Whew, Trey. That’s spicy. But fair.
Bill Belichick’s Dog Makes a Pick
Bill Belichick’s setup is the most Belichick thing ever. No fancy screen. No home office. No Patriots decorations. He’s just got two laptops and his dining room table.
As they cut to Belichick’s home setup when the Patriots were about to make their first pick, it was just his dog sitting in his chair. And of course, the memes that resulted were fantastic.
Did the dog actually make the pick? After all, New England’s pick was Kyle Dugger, a Division-II safety that was much farther down many draft boards. It’s a savvy move by Belichick because if Dugger doesn’t succeed, Belichick can just blame it on his dog.
McVay and Kingsbury In The Same House?
But do they share a house? Many are suspecting it after each coach’s home draft setup was shown on screen and the backgrounds looked quite similar.
Maybe Kingsbury is just copying McVay. I mean, McVay took his team to the Super Bowl in his second season. Kingsbury is entering his second season as head coach of the Cardinals.
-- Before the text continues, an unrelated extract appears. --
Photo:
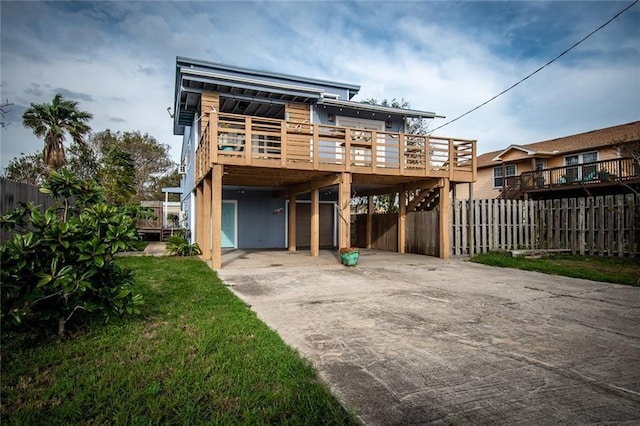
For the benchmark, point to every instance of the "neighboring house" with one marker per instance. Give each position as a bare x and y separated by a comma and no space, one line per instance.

Regardless, those houses (or that one house) are so on-brand for those coaches. Good for you guys. You’re young, rich, good-looking and successful. Thanks for rubbing it in.
Packers Draft Hideously
For Vikings fans, the most entertaining part of the draft (besides the Vikings’ own picks and endless trades) was the Green Bay Packers assembling one of the worst drafts they possibly could. They simultaneously ignored their immediate needs while reaching for players they absolutely didn’t need to reach for.
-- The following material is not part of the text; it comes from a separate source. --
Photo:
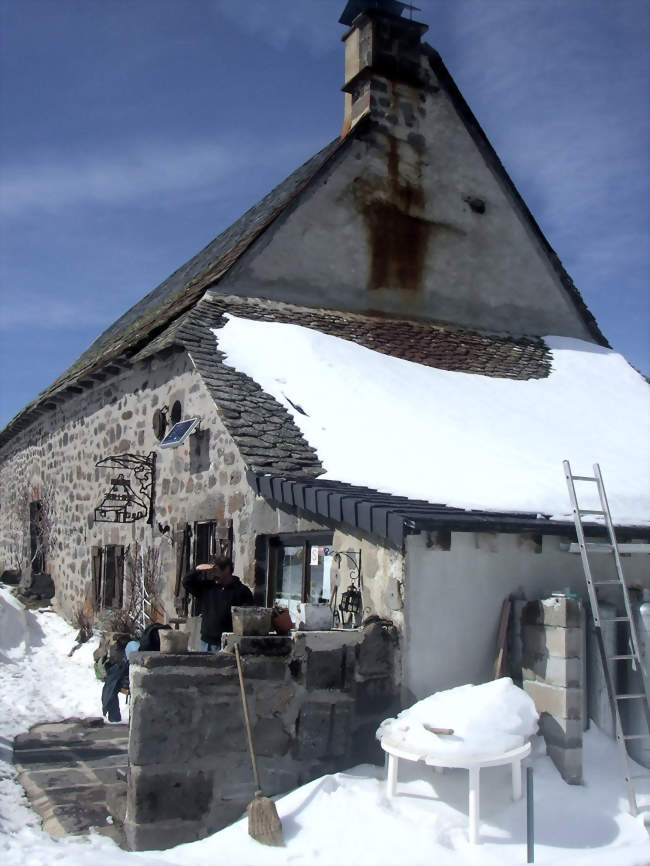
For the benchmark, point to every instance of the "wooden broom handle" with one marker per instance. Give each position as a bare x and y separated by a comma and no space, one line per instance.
246,719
First of all, they traded up four spots in the first round to draft Jordan Love. I’m all about investing in the quarterback position. It’s smart to ensure security at the most valuable position in sports.
But Aaron Rodgers has been pretty clear about the fact that he wants to play into his 40s as a member of the Packers. Trading up in the first round to draft a quarterback doesn’t exactly support that idea. On the bright side, at least Rodgers is very easy-going and will absolutely welcome Love with open arms and definitely won’t hold a grudge against Love or the franchise for this.
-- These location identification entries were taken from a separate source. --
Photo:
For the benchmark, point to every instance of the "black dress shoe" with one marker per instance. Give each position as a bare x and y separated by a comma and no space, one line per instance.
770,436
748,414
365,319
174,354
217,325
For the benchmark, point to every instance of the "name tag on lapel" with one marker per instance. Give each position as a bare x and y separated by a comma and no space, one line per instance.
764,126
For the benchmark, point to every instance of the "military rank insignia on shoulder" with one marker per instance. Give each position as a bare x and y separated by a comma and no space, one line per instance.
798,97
(The last sentence was written with sarcasm.)
Plus, the Packers didn’t even need to trade up! They took the bait. They fell for some rumors that the Colts were going to trade up to snag him. The Colts never called the Dolphins about the 26th pick. The Packers bid against themselves and won.
Meanwhile, in the second round, the Packers drafted running back AJ Dillon, a large runner who is very effective in between the tackles. However, he doesn’t offer much in the passing game. It’s an ideal fit for the Packers 25 years ago.
Drafting running back in the second round is not advisable due to the position’s diminished value. Drafting a running back in the second round that offers next to nothing in the passing game is definitely not advisable.
This wide receiver class had been presented as one of the deepest and most talented in recent memory. The Packers, meanwhile, needed help at the receiver position more than just about anything else.
The Packers drafted zero receivers.
BUT, they did draft a tight end that they expect to play as a fullback!
All 32 teams are supposed to get better at the NFL Draft just by adding useful talent. It’s the margin to which teams get better that makes a difference. But I’m not sure the Packers got better.
In fact, the Packers may have helped the Vikings during the draft as much as the Vikings helped themselves. And that’s saying quite a bit.